As those familiar with his work through the moving pictures and the radio know, he is simply not acquainted with restraint. He goes, as the war communiqués put it, "all out." He knows no other way. And there are elements of naïve sincerity and genuine abandonment in what he does that leaves the bad flavor that kind of performance would leave under other circumstances, and there is the not inconsiderable compensation of his voice, certainly one of the most brilliant tenors before the public. He sang the Narrative last night in the original key, and the high C at the close was the real thing. So was the high C he wished on himself at the end of the first act duet. Most tenors are content to leave this one to the soprano, as did the composer, but not Mr. Kiepura. Nor can one blame him too severely considering what he has to deliver.
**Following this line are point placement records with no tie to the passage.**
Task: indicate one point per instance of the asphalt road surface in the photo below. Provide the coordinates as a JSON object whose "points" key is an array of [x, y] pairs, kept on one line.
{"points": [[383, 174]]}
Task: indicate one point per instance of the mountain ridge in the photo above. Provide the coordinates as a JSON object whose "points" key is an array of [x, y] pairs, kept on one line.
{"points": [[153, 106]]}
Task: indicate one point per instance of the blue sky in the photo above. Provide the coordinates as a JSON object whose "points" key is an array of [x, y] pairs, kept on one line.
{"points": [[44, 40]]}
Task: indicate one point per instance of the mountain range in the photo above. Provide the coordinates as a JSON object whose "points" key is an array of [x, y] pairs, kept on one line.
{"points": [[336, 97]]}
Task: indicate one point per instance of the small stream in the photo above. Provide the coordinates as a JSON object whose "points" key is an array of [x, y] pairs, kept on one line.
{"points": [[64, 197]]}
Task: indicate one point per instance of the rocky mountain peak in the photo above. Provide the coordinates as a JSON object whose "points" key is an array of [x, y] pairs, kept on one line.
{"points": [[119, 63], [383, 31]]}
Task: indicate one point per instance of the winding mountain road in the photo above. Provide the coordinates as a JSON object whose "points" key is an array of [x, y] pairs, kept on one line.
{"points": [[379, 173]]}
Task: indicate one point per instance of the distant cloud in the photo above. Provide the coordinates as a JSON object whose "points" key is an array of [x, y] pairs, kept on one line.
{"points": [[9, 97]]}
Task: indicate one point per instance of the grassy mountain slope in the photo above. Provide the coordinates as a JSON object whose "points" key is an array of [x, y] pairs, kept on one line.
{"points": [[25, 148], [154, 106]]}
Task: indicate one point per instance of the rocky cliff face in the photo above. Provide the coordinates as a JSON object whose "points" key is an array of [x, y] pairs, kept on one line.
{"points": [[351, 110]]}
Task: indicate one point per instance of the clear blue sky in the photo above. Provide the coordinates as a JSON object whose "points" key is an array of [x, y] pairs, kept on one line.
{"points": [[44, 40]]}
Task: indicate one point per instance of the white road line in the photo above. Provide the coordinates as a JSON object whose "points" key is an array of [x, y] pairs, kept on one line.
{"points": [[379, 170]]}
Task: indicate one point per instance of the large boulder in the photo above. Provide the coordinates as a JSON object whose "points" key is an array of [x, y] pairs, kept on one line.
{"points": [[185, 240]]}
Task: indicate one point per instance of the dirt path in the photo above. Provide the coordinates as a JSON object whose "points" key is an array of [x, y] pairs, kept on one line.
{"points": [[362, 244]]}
No such personal allowances are necessary in appraising Miss Albanese. Her singing was a model of security, brilliance and good taste, and her singing an example of restraint worthy of the attention of all who would undertake the role. She managed to play down about as much as possible the element of self-dramatization which tempts so many sopranos to begin applying the pathos from the moment of the first act entrance. She played the part very simply - lightly and gaily in the first and second acts, intensly in the third and with effective understatement in the last.

Her performance would have been more affecting had it been set against a more animated group of Bohemians. The Messrs Valentino, Cehanovsky and Pinza and Miss Annamary Dickey, all played their parts with professional fluency, but the deadening atmosphere of routine surrounded all their activities except Mr. Pinza's farewell to his coat, which was the work of a fine artist. Nor was there much animation from the pit where Paul Breisach presided.